The idea that AI will overthrow humanity has been talked about for decades, and in January 2021, scientists made their verdict on whether we could control high levels of computer superintelligence. The answer? Almost certainly not.
The problem is that controlling superintelligence far beyond human understanding requires a simulation of that superintelligence that can be analyzed. But without understanding it, it is impossible to create such a simulation.
The authors of the 2021 paper must understand the types of scenarios that AI can come up with set rules such as not harming people. Once computer system is working on a level above the scope of Programmers, can no longer set limits.
“Superintelligence raises issues that are fundamentally different from what is normally studied under the banner of robot-ethics,” the researchers write.
“This is because superintelligence is multifaceted and therefore may not be understandable to humans and may be able to mobilize a variety of resources to achieve goals that are far more difficult to control.”
Part of the team’s reasoning comes from the halting problem put-forward by Alan Turing in 1936. The question is focused on whether the computer program draws a conclusion (to stop it) and answers, or tries to find it forever.
As Turing showed some smart math, we know that for some particular programs it is logically impossible to find a way to know about every program that we could ever write. This will bring you back to AI. AI is super-intelligent and can store all possible computer programs in memory at once.
For example, programs created to prevent AI from harming people or destroying the world may or may not come to a conclusion..

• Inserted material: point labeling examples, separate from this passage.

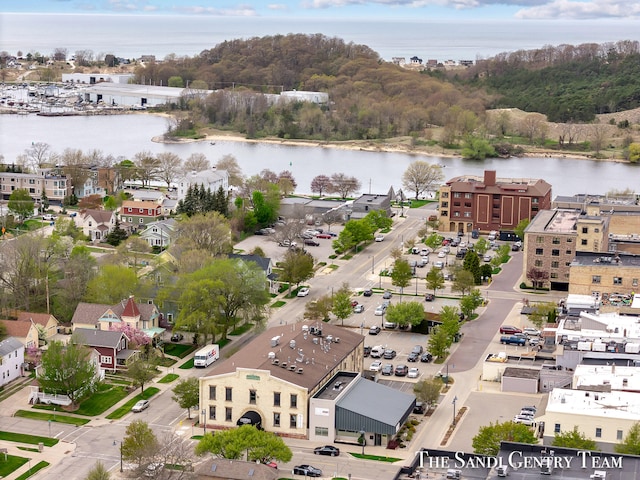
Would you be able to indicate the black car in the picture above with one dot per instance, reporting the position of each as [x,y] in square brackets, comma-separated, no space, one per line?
[327,450]
[307,470]
[389,354]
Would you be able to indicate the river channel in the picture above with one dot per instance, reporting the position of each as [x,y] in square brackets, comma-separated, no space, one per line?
[125,135]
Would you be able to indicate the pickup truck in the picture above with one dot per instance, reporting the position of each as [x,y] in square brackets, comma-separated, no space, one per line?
[513,340]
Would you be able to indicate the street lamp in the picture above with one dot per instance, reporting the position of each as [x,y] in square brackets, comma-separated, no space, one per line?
[455,399]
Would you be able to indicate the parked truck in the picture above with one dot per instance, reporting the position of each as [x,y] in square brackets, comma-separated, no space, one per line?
[206,356]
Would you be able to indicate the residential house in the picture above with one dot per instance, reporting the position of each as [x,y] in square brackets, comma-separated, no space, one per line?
[97,224]
[11,360]
[112,347]
[25,332]
[45,322]
[160,233]
[141,316]
[137,215]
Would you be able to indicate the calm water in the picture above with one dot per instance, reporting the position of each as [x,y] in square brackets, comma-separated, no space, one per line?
[130,36]
[125,135]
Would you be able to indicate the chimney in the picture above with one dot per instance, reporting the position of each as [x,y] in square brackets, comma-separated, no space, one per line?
[489,177]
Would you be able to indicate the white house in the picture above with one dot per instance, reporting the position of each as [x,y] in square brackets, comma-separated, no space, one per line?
[12,360]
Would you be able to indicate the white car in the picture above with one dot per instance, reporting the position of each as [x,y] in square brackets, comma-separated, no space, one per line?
[376,366]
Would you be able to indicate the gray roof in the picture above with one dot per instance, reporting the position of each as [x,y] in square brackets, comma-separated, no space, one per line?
[9,345]
[382,404]
[100,338]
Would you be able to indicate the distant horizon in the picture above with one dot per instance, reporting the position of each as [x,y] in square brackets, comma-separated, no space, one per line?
[346,9]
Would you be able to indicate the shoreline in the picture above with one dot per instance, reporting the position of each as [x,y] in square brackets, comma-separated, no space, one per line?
[367,146]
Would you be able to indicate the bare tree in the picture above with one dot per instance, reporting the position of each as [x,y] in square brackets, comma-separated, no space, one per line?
[197,162]
[169,167]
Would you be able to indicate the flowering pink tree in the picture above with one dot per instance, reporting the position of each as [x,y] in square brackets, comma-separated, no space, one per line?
[136,336]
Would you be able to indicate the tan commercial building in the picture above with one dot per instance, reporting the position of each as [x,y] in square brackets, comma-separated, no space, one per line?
[270,381]
[490,203]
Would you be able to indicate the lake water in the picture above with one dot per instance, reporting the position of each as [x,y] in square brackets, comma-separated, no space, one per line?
[125,135]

“In fact, it makes the constraint algorithm useless,” said Iyad Rawan, a computer scientist at the Max Planck Institute for Human Development in Germany, in January.
Instead of teaching AI ethics & telling it not destroying the world, researchers say that what algorithms can never do is limit the power of superintelligence. For example, you may be disconnected from part of the Internet or from a particular network.

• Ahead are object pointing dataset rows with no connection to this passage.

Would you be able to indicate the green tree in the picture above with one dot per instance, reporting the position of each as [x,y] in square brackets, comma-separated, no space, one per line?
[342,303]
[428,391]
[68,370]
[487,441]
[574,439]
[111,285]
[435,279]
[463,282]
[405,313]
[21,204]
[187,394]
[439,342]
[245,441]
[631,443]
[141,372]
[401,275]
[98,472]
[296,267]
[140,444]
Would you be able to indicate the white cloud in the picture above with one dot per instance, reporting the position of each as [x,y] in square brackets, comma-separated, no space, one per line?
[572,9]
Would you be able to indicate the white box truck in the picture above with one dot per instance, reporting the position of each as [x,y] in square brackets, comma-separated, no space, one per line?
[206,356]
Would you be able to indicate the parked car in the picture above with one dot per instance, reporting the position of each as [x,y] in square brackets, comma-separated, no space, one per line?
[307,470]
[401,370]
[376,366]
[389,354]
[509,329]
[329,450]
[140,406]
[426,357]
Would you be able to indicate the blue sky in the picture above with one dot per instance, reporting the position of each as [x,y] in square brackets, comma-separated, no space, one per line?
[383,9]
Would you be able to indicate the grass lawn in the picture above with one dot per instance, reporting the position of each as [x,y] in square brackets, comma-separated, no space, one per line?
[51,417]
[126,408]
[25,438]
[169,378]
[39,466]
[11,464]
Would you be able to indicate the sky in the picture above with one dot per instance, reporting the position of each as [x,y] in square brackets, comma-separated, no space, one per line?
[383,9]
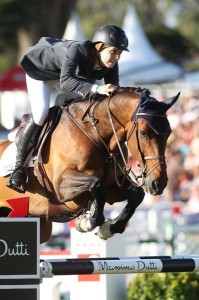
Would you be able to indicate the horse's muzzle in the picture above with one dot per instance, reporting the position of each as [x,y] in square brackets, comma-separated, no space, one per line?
[155,187]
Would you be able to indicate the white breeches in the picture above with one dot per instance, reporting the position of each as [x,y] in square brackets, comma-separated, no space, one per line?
[39,95]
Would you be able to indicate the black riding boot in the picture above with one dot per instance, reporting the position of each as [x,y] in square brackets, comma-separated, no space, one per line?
[27,141]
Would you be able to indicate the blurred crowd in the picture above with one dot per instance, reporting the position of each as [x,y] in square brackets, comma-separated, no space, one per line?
[182,154]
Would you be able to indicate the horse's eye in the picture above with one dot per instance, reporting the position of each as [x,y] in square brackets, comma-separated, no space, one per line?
[143,133]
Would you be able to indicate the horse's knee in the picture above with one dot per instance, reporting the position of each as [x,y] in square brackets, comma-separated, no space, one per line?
[136,195]
[98,189]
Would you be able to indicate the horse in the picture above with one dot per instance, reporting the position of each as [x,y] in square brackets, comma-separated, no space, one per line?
[83,161]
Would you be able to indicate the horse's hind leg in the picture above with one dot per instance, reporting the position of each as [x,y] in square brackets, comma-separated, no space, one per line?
[94,213]
[134,197]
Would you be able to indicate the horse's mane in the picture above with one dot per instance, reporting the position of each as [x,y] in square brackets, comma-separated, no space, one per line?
[137,90]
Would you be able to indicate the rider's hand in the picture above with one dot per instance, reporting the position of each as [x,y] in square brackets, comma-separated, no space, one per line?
[106,89]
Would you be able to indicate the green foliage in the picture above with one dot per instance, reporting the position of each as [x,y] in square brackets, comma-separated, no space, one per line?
[165,286]
[170,42]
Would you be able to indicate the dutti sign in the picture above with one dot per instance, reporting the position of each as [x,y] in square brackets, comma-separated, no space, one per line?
[19,249]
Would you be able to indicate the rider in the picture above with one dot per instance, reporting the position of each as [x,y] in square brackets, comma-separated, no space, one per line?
[68,66]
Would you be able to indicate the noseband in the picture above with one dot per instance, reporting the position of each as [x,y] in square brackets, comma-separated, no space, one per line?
[161,158]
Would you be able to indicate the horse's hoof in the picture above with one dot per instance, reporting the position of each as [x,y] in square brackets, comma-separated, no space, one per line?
[104,231]
[83,223]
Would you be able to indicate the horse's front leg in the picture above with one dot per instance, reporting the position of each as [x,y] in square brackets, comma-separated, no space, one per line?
[134,196]
[93,215]
[84,191]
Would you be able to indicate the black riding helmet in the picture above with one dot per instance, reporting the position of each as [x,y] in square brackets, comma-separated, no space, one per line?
[112,35]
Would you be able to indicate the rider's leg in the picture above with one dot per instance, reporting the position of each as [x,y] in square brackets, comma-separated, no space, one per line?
[39,95]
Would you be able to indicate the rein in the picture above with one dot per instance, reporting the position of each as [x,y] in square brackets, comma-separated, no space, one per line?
[143,175]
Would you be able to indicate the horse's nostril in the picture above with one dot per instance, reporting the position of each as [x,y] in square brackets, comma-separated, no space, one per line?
[155,185]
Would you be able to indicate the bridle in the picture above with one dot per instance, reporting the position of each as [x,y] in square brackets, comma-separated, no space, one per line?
[140,178]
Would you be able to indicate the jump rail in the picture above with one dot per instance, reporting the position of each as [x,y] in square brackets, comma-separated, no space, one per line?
[123,265]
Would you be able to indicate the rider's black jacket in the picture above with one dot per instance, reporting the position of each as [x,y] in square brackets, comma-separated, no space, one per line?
[74,63]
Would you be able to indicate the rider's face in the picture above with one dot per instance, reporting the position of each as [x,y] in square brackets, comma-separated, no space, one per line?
[109,56]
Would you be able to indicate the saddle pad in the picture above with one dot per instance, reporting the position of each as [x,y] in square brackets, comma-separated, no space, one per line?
[8,158]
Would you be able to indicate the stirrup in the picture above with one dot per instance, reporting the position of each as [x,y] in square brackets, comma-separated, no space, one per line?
[22,188]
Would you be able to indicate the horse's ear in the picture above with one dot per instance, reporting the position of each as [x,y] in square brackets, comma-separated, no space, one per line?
[169,102]
[144,98]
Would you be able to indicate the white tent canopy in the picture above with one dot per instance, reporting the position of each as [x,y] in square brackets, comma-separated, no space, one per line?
[73,29]
[143,64]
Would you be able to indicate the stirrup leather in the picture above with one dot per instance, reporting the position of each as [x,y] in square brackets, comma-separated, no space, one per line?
[22,179]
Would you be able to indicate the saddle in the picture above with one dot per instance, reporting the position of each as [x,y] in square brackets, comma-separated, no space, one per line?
[48,128]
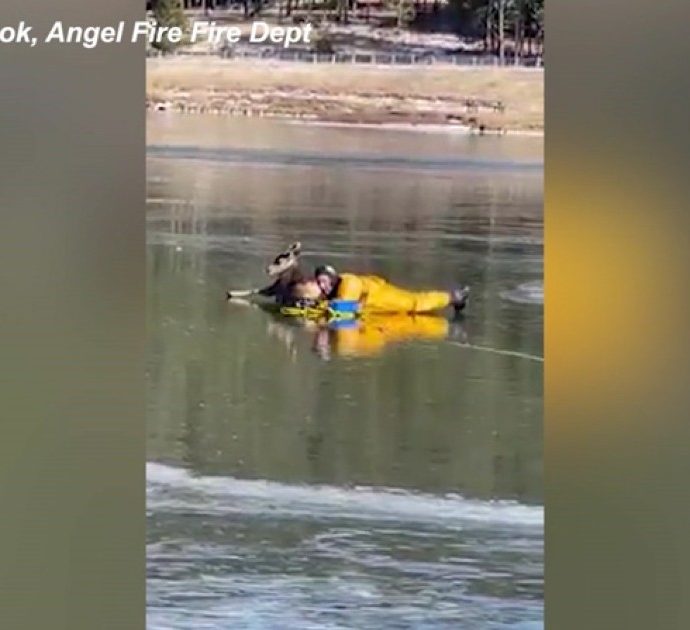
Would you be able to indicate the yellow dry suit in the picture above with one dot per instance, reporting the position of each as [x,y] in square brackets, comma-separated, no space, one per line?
[376,295]
[372,334]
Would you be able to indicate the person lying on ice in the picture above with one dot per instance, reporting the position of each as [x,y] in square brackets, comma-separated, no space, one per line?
[375,294]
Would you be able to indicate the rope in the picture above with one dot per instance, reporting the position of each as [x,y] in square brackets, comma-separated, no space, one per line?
[508,353]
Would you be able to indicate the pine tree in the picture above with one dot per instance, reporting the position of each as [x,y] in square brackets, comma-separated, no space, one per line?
[168,13]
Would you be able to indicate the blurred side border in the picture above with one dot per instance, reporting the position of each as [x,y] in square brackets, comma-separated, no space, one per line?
[616,379]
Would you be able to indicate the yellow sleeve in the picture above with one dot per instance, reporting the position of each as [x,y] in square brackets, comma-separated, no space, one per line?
[350,287]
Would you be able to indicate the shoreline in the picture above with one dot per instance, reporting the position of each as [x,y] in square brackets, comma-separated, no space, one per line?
[482,101]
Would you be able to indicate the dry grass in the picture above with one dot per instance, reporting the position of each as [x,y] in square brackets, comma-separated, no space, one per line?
[362,91]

Recent studies have also denied this idea, suggesting that it limits the scope of artificial intelligence. The debate is why if you didn’t use it to solve a problem that beyond the scope of humans, then why create it?
If we have to continue AI, we may not even know when superintelligence will arrive beyond our control. So so is its incomprehension. This means that we need to start asking some serious questions about where we are going.
“The super-intelligent machines that control the world sound like science fiction,” said Manuel Sebrian, a computer scientist at the Max Planck Institute for Human Development. “But there are already machines that perform certain important tasks independently without a complete understanding of how programmers have learned them.”
“Therefore, at some point it goes out of control and raises the question of whether it could be dangerous to humankind.”
The research was published in the Journal of Artificial Intelligence Research.